Lehman Brothers Japan Inc. and Lehman Brothers Holdings Japan Inc.
filed for bankruptcy in the Tokyo District Court on Sept. 16.
Lehman Brothers Japan Inc. reported about JPY3.4 trillion
(US$33 billion) in liabilities in its petition.

Bankruptcy Creditors' Service, Inc., publishes Lehman Brothers
Bankruptcy News.  The newsletter tracks the Chapter 11 proceeding
undertaken by Lehman Brothers Holdings, Inc., and other insolvency
and bankruptcy proceedings undertaken by its affiliates.
(http://bankrupt.com/newsstand/or 215/945-7000)
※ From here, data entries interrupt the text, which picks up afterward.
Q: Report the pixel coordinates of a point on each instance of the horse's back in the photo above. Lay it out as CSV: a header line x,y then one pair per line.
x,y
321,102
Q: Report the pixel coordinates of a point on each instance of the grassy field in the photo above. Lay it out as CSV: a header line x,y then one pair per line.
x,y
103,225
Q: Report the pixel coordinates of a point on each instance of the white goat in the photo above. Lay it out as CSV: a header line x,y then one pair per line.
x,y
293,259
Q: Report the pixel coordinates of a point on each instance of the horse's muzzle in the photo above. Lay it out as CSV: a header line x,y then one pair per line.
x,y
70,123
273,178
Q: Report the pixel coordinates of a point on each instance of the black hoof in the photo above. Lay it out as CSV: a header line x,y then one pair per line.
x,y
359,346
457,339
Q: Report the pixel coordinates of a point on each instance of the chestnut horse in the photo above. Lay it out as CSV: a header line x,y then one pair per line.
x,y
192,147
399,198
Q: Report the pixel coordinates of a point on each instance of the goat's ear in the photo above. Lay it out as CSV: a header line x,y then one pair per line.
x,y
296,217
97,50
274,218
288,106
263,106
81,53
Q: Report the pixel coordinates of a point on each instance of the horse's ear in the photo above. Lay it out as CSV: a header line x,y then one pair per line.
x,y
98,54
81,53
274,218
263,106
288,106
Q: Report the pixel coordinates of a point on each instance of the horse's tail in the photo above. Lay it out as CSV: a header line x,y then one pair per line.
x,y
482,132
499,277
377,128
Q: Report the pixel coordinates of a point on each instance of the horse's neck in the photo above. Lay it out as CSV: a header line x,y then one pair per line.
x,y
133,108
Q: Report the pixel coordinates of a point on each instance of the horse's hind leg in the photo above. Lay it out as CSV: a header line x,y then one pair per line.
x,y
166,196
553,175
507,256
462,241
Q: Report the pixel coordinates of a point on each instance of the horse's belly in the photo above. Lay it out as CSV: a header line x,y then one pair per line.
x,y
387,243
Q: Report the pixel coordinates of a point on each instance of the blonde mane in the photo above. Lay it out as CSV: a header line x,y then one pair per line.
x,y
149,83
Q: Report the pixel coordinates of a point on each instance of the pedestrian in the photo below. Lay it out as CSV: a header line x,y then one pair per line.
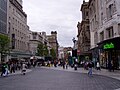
x,y
12,68
23,68
66,65
3,69
98,66
90,68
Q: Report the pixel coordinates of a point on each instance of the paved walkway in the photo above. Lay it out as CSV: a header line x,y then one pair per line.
x,y
104,72
19,72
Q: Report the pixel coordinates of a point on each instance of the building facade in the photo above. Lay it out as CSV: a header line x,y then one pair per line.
x,y
94,24
104,16
109,33
18,30
3,16
35,39
52,39
84,33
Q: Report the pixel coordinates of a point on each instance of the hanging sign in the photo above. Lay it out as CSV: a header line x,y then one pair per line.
x,y
108,46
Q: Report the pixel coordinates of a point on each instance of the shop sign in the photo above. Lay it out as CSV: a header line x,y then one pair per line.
x,y
108,46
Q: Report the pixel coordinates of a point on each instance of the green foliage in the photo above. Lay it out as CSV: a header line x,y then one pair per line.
x,y
42,50
53,53
4,45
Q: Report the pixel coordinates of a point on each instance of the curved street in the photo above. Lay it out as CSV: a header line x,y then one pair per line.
x,y
49,79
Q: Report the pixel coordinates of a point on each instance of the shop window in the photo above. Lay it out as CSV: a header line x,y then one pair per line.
x,y
110,32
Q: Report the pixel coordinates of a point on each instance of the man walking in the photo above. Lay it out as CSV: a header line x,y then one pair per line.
x,y
90,68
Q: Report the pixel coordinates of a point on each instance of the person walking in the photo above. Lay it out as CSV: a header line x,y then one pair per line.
x,y
23,68
98,66
3,69
90,68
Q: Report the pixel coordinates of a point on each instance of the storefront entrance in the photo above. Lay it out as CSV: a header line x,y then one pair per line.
x,y
109,53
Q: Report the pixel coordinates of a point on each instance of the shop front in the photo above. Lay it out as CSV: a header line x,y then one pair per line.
x,y
109,53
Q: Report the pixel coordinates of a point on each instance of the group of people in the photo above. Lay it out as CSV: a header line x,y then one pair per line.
x,y
11,67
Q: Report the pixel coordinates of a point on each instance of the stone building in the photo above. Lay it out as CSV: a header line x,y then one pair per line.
x,y
3,16
94,25
104,16
52,39
18,30
84,32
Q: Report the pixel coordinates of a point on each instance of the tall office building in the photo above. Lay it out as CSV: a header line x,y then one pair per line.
x,y
3,16
18,30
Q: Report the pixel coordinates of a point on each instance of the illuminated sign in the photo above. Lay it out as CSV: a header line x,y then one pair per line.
x,y
108,46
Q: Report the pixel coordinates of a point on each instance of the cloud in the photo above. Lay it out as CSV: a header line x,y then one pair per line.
x,y
51,15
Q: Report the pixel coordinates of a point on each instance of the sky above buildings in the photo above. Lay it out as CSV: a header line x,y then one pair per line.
x,y
54,15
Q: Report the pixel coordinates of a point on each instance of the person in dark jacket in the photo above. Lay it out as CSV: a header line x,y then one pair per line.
x,y
3,69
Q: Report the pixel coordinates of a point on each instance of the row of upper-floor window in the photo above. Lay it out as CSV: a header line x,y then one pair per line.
x,y
17,13
3,5
106,34
20,45
18,33
3,27
3,16
17,23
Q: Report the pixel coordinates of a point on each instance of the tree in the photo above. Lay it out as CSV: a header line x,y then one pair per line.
x,y
4,46
53,53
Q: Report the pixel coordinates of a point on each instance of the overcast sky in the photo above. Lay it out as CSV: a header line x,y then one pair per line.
x,y
54,15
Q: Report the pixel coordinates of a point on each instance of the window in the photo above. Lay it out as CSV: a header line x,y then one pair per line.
x,y
102,36
110,32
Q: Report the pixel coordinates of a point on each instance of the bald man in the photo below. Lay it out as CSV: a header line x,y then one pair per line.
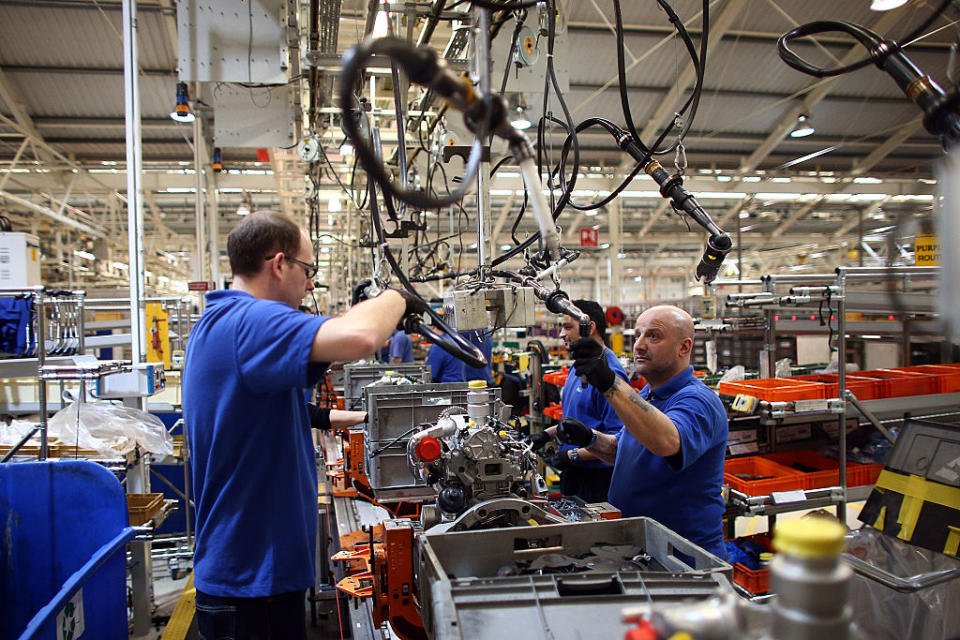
x,y
668,458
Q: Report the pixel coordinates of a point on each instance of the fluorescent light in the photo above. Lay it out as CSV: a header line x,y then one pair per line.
x,y
381,25
886,5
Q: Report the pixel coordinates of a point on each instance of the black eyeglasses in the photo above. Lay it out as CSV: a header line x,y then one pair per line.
x,y
310,269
LEWIS ROAD: Ayers & Stolte Law Firm Told to Return $74T Fees
------------------------------------------------------------
Bankruptcy Judge Kevin R. Huennekens ordered the law firm Ayers &
Stolte to disgorge $74,549 the firm received under a settlement
agreement as well as other payments received in connection with
the Lewis Road, LLC's bankruptcy case.  The Bankruptcy Court
declared that the firm had a conflict of interest having
represented both the Debtor and William H. Talley I LLC, the
holder of a $500,000 promissory note that was secured by a second
priority deed of trust lien on the Debtor's property, in
negotiations that led to the settlement.  A copy of the Court's
Dec. 12, 2011 Memorandum Opinion is available at
http://is.gd/CNAJC7from Leagle.com.

Lewis Road LLC filed a voluntary Chapter 11 petition (Bankr. E.D.
Va. Case No. 09-37672) on Nov. 20, 2009.  The Debtor's sole assets
were two adjoining parcels of real estate located at 5700 and 5690
Lewis Road in Sandston, Virginia.  The Property was leased to
Smurfit-Stone Corp.


LYONDELL CHEMICAL: 1,700 Investors Face $5.6-Bil. Clawback Suit
---------------------------------------------------------------
Carolina Bolado at Bankruptcy Law360 reports that the litigation
trustee for the creditors of Lyondell Chemical Co. targeted 1,700
investors in a suit filed Dec. 13 seeking to claw back
$5.6 billion of the $12.5 billion paid to shareholders during
Lyondell's 2007 leveraged buyout.

LyondellBasell Industries is one of the world's largest polymers,
petrochemicals and fuels companies.  Luxembourg-based Basell AF
and Lyondell Chemical Company merged operations in 2007 to form
LyondellBasell Industries, the world's third largest independent
chemical company.  LyondellBasell became saddled with debt as
part of the US$12.7 billion merger.  Len Blavatnik's Access
Industries owned the Company prior to its bankruptcy filing.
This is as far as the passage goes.